3.三角形の内角の和は2直角か(曲面幾何学への誘い NO.1)




上の議論で、球面上の直線とは大円のことでした。

「直線が円?」と思うかもしれませんが、球面上に生活している(高さがない世界で)としたら、この大円が直線と思えるのではないでしょうか。以下、球面上の大円である直線を「直線」と書きます。

さてここでは、球面上に、この「直線」を使って図形を描き、その性質を観ていきましょう。

最も簡単な図形は三角形です。

平面上で三角形とは、1点で交わっていない3本の直線で囲まれた領域のことでしたが、球面上での三角形も、全く同じように定義します。すなわち、三角形とは、1点で交わっていない3本の「直線」で囲まれた領域のこととします。

このように、
数学では、平面から球面に状況が変わっても、定義を継承していきます。このことは、考え方の終始一貫性を保つための大切な姿勢であり、数学の美学でもあります。

球面上に、3本の「直線」で囲まれた三角形を描いてみましょう。

再確認しますが、この三角形の3辺は、それぞれ「直線」である大円の一部であり、「線分」です。(両端を持つ、直線の一部分を「線分」という。)
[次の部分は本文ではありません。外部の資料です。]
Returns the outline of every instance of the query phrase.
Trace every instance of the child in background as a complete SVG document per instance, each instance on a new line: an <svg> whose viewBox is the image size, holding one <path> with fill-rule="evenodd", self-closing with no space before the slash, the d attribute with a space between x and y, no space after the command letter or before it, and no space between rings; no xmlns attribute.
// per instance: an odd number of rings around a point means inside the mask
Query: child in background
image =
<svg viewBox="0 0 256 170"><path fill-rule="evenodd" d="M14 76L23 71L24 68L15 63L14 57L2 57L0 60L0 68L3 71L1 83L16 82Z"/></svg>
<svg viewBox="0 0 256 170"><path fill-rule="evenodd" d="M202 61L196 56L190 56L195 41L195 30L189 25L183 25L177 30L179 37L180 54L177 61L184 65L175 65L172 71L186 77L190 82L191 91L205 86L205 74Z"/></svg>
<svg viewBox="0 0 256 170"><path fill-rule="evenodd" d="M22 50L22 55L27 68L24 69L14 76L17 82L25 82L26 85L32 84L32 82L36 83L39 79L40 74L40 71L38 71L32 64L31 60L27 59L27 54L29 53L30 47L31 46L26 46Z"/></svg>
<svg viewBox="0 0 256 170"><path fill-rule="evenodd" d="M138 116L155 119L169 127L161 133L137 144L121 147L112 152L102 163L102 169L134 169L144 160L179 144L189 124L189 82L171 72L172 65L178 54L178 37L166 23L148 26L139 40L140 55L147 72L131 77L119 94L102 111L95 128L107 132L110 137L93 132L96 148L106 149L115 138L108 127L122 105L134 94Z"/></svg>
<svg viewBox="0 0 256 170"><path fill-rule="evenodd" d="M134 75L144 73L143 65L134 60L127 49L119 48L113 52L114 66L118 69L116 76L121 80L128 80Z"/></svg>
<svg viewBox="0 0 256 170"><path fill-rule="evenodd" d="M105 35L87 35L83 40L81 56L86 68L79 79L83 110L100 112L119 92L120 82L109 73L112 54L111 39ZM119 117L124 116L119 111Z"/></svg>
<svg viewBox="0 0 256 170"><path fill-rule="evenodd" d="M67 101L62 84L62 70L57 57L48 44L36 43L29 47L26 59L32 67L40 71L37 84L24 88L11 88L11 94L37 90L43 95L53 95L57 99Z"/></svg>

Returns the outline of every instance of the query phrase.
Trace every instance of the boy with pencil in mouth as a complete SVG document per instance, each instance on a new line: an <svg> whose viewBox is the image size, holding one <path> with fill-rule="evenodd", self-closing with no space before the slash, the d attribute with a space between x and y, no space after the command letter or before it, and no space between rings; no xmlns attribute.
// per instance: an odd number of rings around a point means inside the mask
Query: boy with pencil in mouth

次に、球を縦横水平に8等分する3本の「直線」で囲まれた三角形を描いてみましょう。

この三角形の3辺の長さは、球の中心からこの辺をみる角度(中心角)がいずれも90°ですから、等しくなります。つまり正三角形です。
さて、この正三角形をよく見ると、いくつか奇妙な性質が見つかります。

その一つ目は、内角に関することです。

この正三角形の2辺は経線であり、他の一辺は赤道ですから、3つの内角はいずれも直角です。(ちなみに、直角や垂直の定義は、その角を2回継ぎ足すと「直線」に開く角のことです。)
ですから、この正三角形は直角三角形でもあり、内角の和は3直角になっています。あえて名前を付けるならば、「3直角三角形」です。

二つ目の奇妙な性質を観てみましょう。

一つの頂点(たとえば、北極点)から底辺(赤道)に垂線を下ろしてみましょう。すると、どこに下ろしても全て垂直です。
では実際に6本の垂線を下ろして、分割してみると、

となります。これらの7つの三角形は、あえて名前を付けるならば、「2直角2等辺三角形」ですね。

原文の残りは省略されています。